Journalist and author Peter Hitchens has observed:
“We still have the outward appearance of democracy, but much of the real decision-making has been quietly removed from public control.”
Former Member of Parliament Andrew Bridgen has stated, in relation to geoengineering research:
“Geoengineering, sun dimming, cloud seeding and weather manipulation in the UK must stop. It’s a crime against humanity.”
Author and commentator Douglas Murray, while supportive of immigration in principle, has acknowledged:
“The public were never asked whether they wanted this level of immigration, and they were never given the option to stop it.”
Whether one agrees with these individuals or not, the scale and prominence of such views reflect a widening realisation that Britain’s governing order does not operate with the consent of the British people.
⸻
Conclusion
All that King Charles III and the wider British ruling elite have conceived, and which has been implemented by their political, bureaucratic, and media functionaries, otherwise known as useful idiots such as Keir Starmer, does not serve the interests of the British people.
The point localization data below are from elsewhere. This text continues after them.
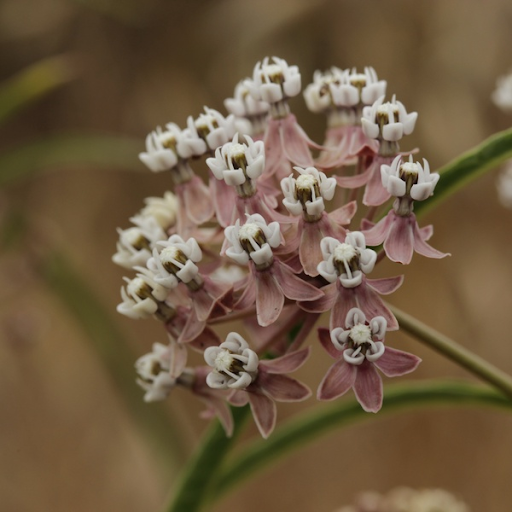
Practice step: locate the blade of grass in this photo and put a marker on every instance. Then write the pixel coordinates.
(309, 426)
(59, 152)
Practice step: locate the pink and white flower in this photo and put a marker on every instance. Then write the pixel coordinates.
(269, 280)
(304, 197)
(345, 266)
(259, 382)
(359, 349)
(399, 230)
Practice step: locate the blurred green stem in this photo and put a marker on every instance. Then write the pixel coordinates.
(455, 352)
(34, 82)
(197, 476)
(310, 425)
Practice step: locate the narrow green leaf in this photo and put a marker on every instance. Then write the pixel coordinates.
(469, 166)
(309, 426)
(110, 345)
(34, 82)
(70, 151)
(197, 476)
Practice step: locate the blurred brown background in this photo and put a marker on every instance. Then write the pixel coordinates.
(67, 439)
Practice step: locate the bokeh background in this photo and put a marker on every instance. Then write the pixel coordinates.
(69, 439)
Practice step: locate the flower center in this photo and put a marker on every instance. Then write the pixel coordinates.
(251, 237)
(360, 334)
(135, 238)
(173, 259)
(138, 287)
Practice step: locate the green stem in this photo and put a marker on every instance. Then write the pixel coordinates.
(201, 469)
(467, 167)
(110, 345)
(452, 350)
(309, 426)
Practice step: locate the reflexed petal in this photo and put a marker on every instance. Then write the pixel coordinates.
(394, 363)
(178, 358)
(283, 388)
(324, 336)
(376, 234)
(346, 300)
(287, 363)
(264, 412)
(294, 287)
(421, 247)
(309, 248)
(295, 142)
(208, 338)
(399, 244)
(196, 197)
(224, 199)
(385, 285)
(344, 214)
(371, 304)
(325, 303)
(239, 398)
(375, 193)
(368, 387)
(356, 181)
(248, 297)
(269, 298)
(340, 377)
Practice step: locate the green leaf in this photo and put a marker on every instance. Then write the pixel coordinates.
(110, 344)
(34, 82)
(197, 476)
(469, 166)
(309, 426)
(70, 151)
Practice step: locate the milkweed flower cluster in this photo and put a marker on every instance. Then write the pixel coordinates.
(249, 234)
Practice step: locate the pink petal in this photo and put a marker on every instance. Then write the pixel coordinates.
(197, 200)
(359, 142)
(239, 398)
(385, 285)
(368, 387)
(309, 250)
(283, 388)
(345, 301)
(208, 338)
(427, 232)
(273, 150)
(376, 234)
(269, 297)
(248, 297)
(261, 336)
(207, 296)
(394, 363)
(340, 377)
(294, 287)
(399, 243)
(356, 181)
(287, 363)
(178, 359)
(192, 329)
(371, 305)
(295, 142)
(264, 413)
(375, 193)
(344, 214)
(224, 197)
(325, 303)
(324, 335)
(421, 247)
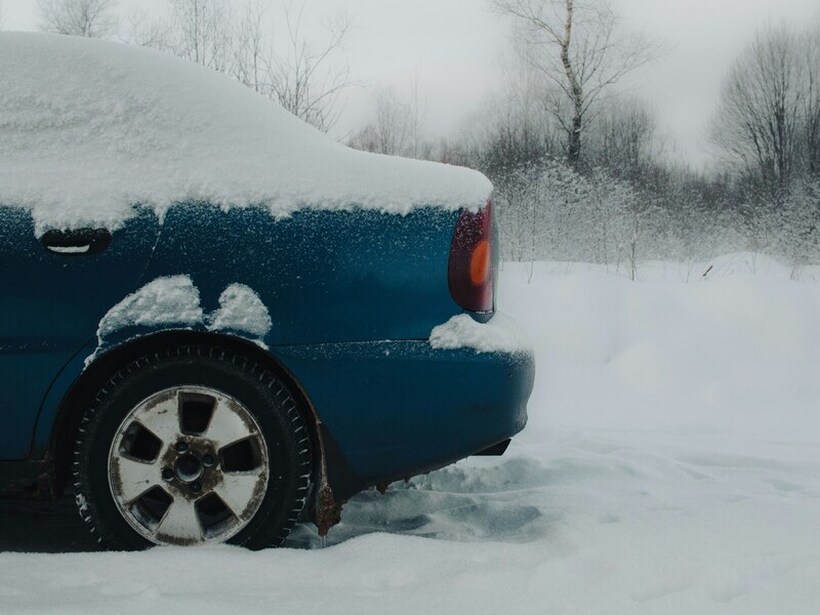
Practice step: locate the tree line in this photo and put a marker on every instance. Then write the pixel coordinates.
(580, 169)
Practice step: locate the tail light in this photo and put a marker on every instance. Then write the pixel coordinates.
(471, 271)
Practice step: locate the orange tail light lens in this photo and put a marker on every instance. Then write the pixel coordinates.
(471, 261)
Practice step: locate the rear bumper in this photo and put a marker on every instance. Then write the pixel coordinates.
(393, 409)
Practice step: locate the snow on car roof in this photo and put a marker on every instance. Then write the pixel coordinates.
(89, 129)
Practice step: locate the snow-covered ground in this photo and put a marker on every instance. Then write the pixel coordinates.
(671, 465)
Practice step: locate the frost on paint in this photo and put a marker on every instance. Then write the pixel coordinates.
(91, 129)
(500, 334)
(241, 309)
(167, 300)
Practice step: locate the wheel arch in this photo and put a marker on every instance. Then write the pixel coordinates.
(82, 392)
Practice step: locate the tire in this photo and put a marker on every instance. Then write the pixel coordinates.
(192, 445)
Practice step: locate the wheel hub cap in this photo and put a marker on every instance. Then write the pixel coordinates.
(188, 466)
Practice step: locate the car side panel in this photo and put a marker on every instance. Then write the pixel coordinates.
(50, 305)
(324, 276)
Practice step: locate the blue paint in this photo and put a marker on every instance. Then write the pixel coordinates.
(352, 295)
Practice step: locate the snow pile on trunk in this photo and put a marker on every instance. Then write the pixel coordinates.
(88, 129)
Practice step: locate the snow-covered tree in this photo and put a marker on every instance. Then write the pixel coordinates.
(578, 46)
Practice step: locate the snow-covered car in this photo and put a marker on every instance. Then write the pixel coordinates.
(215, 320)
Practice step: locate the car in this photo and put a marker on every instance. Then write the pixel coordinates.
(216, 321)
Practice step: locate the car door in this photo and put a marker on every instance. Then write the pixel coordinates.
(54, 289)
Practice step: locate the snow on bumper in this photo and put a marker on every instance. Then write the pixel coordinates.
(500, 334)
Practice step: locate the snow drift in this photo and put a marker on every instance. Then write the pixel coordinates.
(89, 128)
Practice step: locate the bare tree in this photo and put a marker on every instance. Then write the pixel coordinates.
(306, 78)
(811, 104)
(201, 32)
(577, 46)
(390, 131)
(250, 50)
(91, 18)
(759, 123)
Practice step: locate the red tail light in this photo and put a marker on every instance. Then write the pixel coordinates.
(472, 260)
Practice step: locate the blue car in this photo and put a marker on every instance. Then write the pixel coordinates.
(216, 321)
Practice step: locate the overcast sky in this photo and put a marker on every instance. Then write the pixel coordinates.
(454, 46)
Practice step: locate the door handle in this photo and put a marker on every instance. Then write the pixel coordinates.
(77, 242)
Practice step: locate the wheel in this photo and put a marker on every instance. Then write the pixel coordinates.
(192, 445)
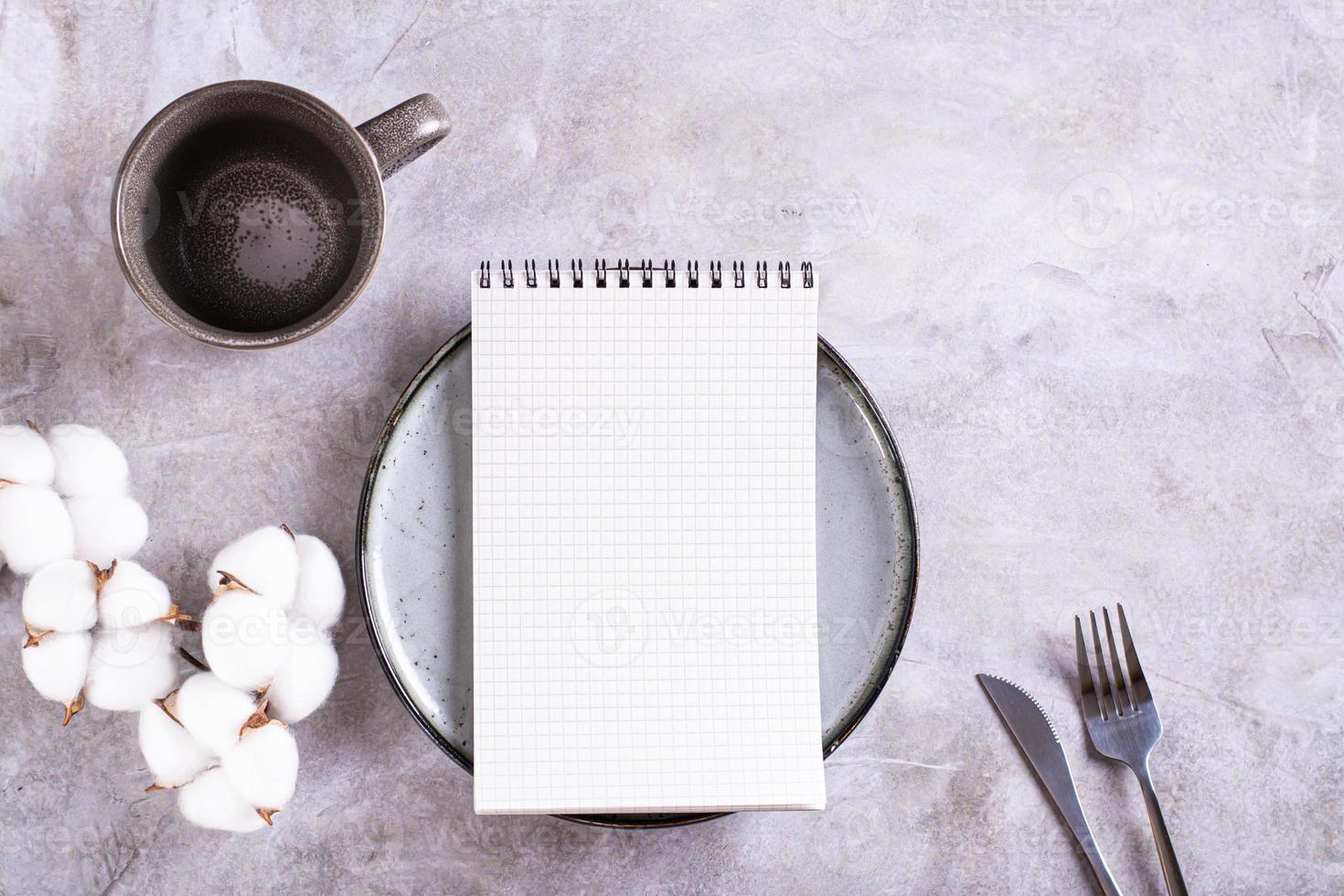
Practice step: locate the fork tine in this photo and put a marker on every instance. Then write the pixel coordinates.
(1108, 703)
(1137, 683)
(1085, 686)
(1124, 698)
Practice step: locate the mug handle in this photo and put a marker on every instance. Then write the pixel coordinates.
(405, 132)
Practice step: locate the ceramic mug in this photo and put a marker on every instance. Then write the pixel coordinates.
(251, 214)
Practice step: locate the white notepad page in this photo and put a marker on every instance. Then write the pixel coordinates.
(644, 544)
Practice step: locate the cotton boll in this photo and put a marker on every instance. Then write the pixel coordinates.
(88, 463)
(210, 802)
(60, 597)
(266, 561)
(108, 527)
(172, 753)
(26, 457)
(132, 597)
(245, 637)
(34, 528)
(58, 667)
(263, 766)
(212, 712)
(322, 590)
(305, 680)
(131, 667)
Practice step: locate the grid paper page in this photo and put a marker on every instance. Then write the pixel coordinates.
(644, 547)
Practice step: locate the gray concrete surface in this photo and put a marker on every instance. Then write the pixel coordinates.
(1080, 249)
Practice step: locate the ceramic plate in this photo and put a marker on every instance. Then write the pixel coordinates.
(415, 554)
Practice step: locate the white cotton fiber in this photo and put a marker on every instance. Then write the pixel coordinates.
(245, 637)
(263, 766)
(172, 753)
(108, 527)
(322, 590)
(60, 597)
(210, 802)
(34, 528)
(59, 666)
(131, 667)
(132, 597)
(212, 712)
(265, 560)
(88, 463)
(26, 457)
(305, 680)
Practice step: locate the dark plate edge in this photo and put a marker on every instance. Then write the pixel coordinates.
(858, 715)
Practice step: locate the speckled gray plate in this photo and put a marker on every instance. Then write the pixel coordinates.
(415, 554)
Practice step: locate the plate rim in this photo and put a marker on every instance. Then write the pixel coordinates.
(625, 821)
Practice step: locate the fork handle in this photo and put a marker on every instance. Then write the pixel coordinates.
(1166, 853)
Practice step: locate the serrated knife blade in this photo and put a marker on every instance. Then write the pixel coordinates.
(1035, 733)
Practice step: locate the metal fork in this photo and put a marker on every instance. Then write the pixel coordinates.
(1123, 724)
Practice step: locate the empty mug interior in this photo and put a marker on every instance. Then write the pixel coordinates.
(251, 211)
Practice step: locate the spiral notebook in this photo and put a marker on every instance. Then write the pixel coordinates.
(644, 539)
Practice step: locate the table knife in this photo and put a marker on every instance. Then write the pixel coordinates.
(1035, 733)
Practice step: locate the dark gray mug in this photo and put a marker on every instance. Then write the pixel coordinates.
(251, 214)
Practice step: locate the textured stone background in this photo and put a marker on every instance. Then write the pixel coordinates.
(1080, 249)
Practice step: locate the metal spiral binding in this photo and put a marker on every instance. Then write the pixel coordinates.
(784, 272)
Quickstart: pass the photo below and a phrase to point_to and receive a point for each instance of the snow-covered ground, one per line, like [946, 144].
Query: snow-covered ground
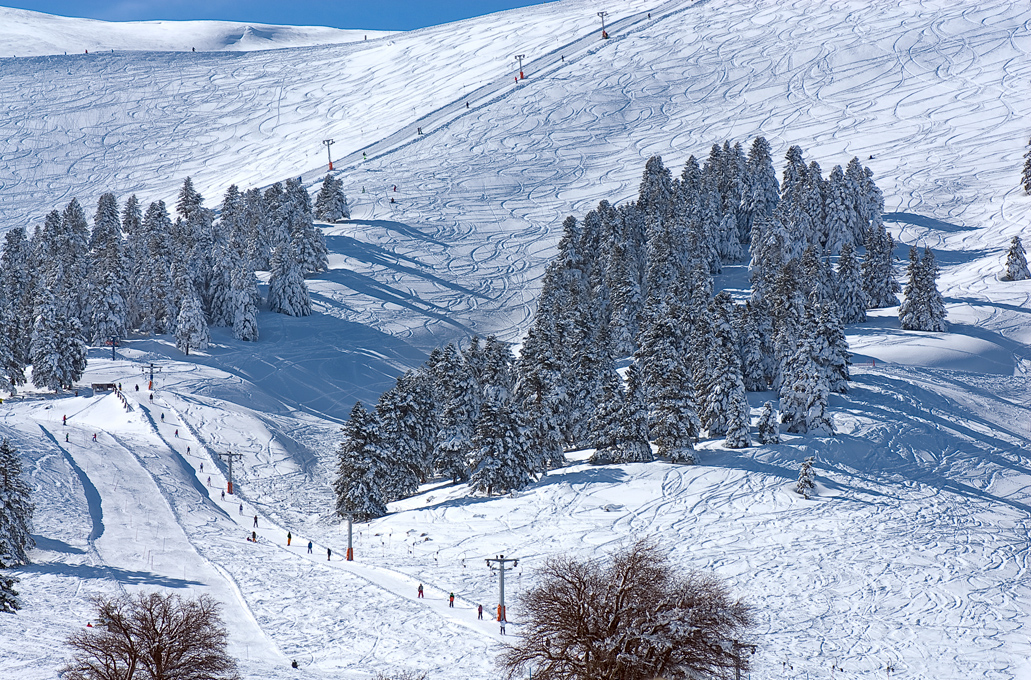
[27, 33]
[916, 552]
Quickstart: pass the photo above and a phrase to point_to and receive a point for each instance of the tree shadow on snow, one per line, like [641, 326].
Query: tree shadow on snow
[396, 227]
[109, 573]
[925, 222]
[374, 255]
[54, 545]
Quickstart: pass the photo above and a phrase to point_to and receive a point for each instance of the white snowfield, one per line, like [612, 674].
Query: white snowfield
[25, 33]
[915, 554]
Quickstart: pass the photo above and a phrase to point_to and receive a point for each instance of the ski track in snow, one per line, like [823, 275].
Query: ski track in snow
[915, 553]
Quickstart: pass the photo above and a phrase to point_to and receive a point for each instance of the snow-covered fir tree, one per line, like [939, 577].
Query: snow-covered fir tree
[255, 221]
[769, 431]
[107, 287]
[922, 308]
[806, 484]
[407, 426]
[861, 212]
[605, 421]
[832, 348]
[1026, 174]
[70, 267]
[849, 289]
[762, 191]
[194, 241]
[756, 342]
[15, 304]
[839, 206]
[631, 443]
[154, 273]
[502, 459]
[331, 204]
[288, 294]
[804, 387]
[360, 468]
[15, 509]
[879, 283]
[245, 301]
[459, 412]
[308, 241]
[540, 389]
[1017, 262]
[191, 326]
[666, 372]
[9, 602]
[59, 353]
[724, 394]
[738, 422]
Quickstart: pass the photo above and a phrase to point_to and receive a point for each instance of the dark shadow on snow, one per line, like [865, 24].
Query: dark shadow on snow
[109, 573]
[54, 545]
[925, 222]
[396, 227]
[376, 256]
[91, 493]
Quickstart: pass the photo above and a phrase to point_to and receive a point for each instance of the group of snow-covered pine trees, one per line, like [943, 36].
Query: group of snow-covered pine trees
[138, 271]
[635, 283]
[15, 523]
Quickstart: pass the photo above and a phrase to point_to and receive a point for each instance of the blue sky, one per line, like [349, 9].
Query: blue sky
[384, 14]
It serves, instead, the preservation and expansion of elite power, pursued through an agenda which does not serve the interests of the British people.
For many years this system functioned as a clever tyranny. Dissent was not crushed outright but neutralised through financial pressure, reputational ruin, and narrative control. That phase may now be ending.
History shows that when such systems lose confidence in their own illusions, they tend to become cruder and more brittle. For now, however, the British ruling elite retains its distinction as the cleverest of all tyrannies in the world.